Most influential tweet / series of tweets / tweet based discussion:
@lrnchat (#lrnchat) is a weekly (Thursday 8:30-10:00 pm ET) discussion on Twitter hosted by @marciamarcia, @quinnovator, @moehlert @koreenolbrish and @janebozarth.#lrnchat is “a place for people interested in the topic of learning who use the social messaging service Twitter to learn from one another and discuss how to help other people learn.” Transcripts are posted on the #lrnchat blog. Regrettably, I have a weekly conflict (hockey) with the time but always follow the next-day transcript. If you can jump into the live conversation, I encourage you to do so. If not, browse the transcript. #lrnchat is kind of like ice hockey – fast moving puck, some slapshots, a couple of checks, and some excellent stick handling. And, on some weeks some drunken hecklers. Pass. Shoot. Score. (but don’t let the hockey analogy scare you away, you’ll learn a lot at #lrnchat).
Best teacher blog:
dy/dan I don’t read a lot of teacher blogs but if I did I bet there wouldn’t be a lot of blogs by math teachers on the list. This one definitely would. He’s the kind of math teacher that appears on Good Morning America.
Best educational tech support blog:
Best elearning / corporate education blog:
Two things come to mind about this category – aggregation sites with no original posts and ‘how to guides’ for a specific elearning too. Adventures in Corporate Education (Gina Minks) is neither of those. Gina writes a variety of posts that include concepts, tools, companies, organizations and education. And, she’s a practitioner so her postings carry some extra weight I think.
Best educational use of audio:
Xyleme Voices features podcast interviews with industry analysts, consultants, and practitioners in the field of learning. The site is managed by Dawn Poulos.
Best educational use of video / visual:
MasterNewMedia (Robin Good) – Robin Good publishes news for “individuals, entrepreneurs, communication managers, and educators in development, research, and training institutions worldwide.” His topics go beyond education and cover information design and data visualization, interface and navigation design, learning technologies, social networking, video-Internet television, with easy-to-understand guides and comparisons.
Best educational use of a social networking service:
LearnTrends Online Conference on Ning (George Siemens, Tony Karrer, Jay Cross).
Best educational use of a virtual world:
In spite of her dislike of heavy metal music, I’ve been following Sarah Stewart’s SecondLife Education New Zealand (SLENZ) project.
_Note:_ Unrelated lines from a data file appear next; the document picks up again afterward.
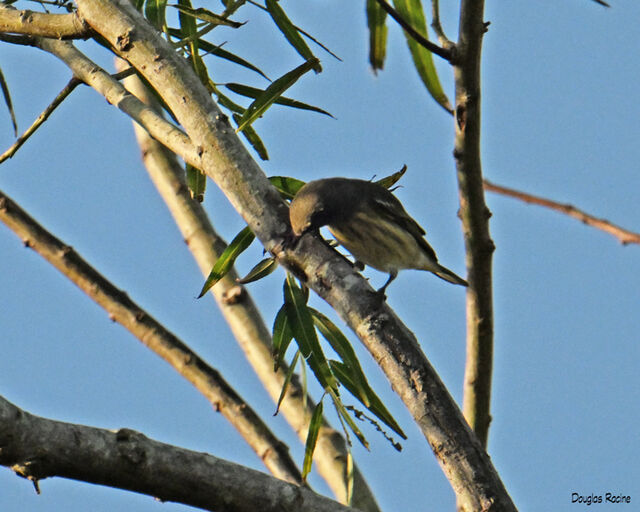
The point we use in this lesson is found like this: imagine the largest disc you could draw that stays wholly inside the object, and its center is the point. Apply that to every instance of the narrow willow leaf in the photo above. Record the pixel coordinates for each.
(288, 187)
(305, 335)
(273, 92)
(391, 180)
(349, 478)
(376, 21)
(287, 381)
(228, 258)
(312, 437)
(254, 92)
(282, 336)
(262, 269)
(218, 51)
(224, 100)
(189, 31)
(361, 390)
(155, 12)
(206, 15)
(344, 415)
(197, 182)
(291, 33)
(411, 11)
(253, 138)
(7, 100)
(336, 339)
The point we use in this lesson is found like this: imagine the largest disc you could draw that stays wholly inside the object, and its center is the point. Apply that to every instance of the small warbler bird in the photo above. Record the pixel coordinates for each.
(370, 222)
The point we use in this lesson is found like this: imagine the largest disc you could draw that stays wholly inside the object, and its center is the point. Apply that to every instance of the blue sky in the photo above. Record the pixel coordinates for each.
(560, 119)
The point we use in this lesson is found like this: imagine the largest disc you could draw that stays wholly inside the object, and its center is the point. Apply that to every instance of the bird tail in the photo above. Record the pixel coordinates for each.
(447, 275)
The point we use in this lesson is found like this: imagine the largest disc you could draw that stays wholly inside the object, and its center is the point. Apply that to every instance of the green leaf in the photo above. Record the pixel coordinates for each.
(197, 182)
(218, 51)
(7, 100)
(389, 181)
(273, 92)
(291, 33)
(228, 258)
(350, 479)
(358, 386)
(254, 92)
(312, 438)
(189, 31)
(155, 12)
(253, 138)
(376, 17)
(337, 340)
(344, 415)
(411, 11)
(288, 187)
(287, 380)
(305, 334)
(282, 336)
(206, 15)
(225, 101)
(262, 269)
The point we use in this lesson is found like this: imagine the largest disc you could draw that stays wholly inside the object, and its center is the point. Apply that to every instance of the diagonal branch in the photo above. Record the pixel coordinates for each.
(55, 26)
(62, 95)
(115, 93)
(243, 317)
(155, 336)
(37, 448)
(224, 158)
(623, 235)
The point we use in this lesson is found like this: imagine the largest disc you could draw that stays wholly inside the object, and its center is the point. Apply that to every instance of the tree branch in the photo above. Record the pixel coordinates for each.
(62, 95)
(151, 333)
(475, 220)
(115, 93)
(55, 26)
(445, 53)
(623, 235)
(243, 316)
(37, 448)
(228, 163)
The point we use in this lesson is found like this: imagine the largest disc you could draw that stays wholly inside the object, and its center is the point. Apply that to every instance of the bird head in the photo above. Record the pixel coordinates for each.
(309, 209)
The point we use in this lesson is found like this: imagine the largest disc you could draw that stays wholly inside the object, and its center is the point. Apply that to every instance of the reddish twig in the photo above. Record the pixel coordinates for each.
(625, 236)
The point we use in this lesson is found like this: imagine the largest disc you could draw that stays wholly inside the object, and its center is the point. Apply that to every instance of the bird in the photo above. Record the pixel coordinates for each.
(370, 222)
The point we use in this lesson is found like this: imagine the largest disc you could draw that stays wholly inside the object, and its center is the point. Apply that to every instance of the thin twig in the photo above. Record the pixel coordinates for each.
(623, 235)
(475, 220)
(57, 26)
(62, 95)
(445, 53)
(155, 336)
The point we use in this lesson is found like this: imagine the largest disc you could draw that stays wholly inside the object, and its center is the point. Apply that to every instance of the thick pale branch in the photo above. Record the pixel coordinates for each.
(475, 220)
(123, 310)
(229, 164)
(115, 93)
(243, 316)
(55, 26)
(623, 235)
(37, 448)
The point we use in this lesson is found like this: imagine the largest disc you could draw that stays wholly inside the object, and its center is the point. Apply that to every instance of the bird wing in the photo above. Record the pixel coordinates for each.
(392, 209)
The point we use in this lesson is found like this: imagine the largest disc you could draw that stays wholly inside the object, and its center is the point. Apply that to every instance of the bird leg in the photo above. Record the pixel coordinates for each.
(392, 275)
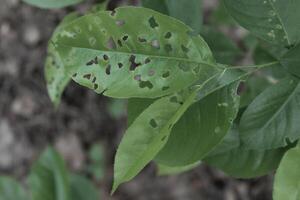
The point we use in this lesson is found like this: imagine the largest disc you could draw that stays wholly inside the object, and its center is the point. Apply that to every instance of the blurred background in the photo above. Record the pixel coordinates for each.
(86, 128)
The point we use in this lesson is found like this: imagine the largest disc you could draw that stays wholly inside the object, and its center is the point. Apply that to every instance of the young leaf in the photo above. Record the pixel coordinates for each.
(11, 190)
(287, 178)
(101, 49)
(271, 120)
(48, 179)
(82, 188)
(291, 61)
(52, 3)
(166, 170)
(147, 135)
(201, 128)
(189, 12)
(273, 21)
(242, 163)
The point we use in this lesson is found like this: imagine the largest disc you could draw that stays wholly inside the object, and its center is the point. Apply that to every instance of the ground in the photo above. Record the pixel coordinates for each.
(29, 122)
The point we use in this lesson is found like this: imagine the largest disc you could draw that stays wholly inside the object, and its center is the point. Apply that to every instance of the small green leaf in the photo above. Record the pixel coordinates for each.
(101, 49)
(164, 170)
(189, 12)
(273, 21)
(11, 190)
(48, 179)
(201, 128)
(291, 61)
(52, 3)
(82, 188)
(272, 119)
(287, 178)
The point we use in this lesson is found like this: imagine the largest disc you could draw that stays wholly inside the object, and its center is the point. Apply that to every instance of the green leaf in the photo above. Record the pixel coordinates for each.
(224, 49)
(273, 21)
(201, 128)
(101, 49)
(164, 170)
(291, 61)
(147, 135)
(287, 178)
(11, 190)
(52, 3)
(48, 179)
(82, 188)
(271, 120)
(239, 162)
(189, 12)
(55, 74)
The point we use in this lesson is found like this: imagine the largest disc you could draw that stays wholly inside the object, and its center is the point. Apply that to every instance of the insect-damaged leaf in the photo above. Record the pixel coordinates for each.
(134, 52)
(52, 3)
(275, 21)
(272, 119)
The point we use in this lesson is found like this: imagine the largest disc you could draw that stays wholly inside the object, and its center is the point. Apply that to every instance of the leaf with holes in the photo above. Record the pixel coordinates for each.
(275, 21)
(48, 178)
(287, 178)
(272, 119)
(52, 3)
(201, 128)
(242, 163)
(189, 12)
(109, 53)
(147, 134)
Sarah is a midwife and educator who helped create a virtual birth unit in Second Life. In the event you want to check out the virtual birth unit, here’s the link. (For the record I did listen to heavy metal music while in labor with no adverse effects. Except for my son’s rock-n-roll hair. Nice rock hair. Not glam rock hair or a mullet. That would be lame.)
Stephen Downes OLDaily. As one of four writers for a relatively new daily group blog, I am amazed at Downes’ ability to post relevant content EVERY DAY. If I’m traveling or something and get behind in my reading (1000+ unread on my Google Reader for instance just this morning), I’ll review his before I hit ‘mark all read’ on the rest. This way I know I’m not missing something big. My work often collides with his ideology but I have to say over the past several years, he has influenced me.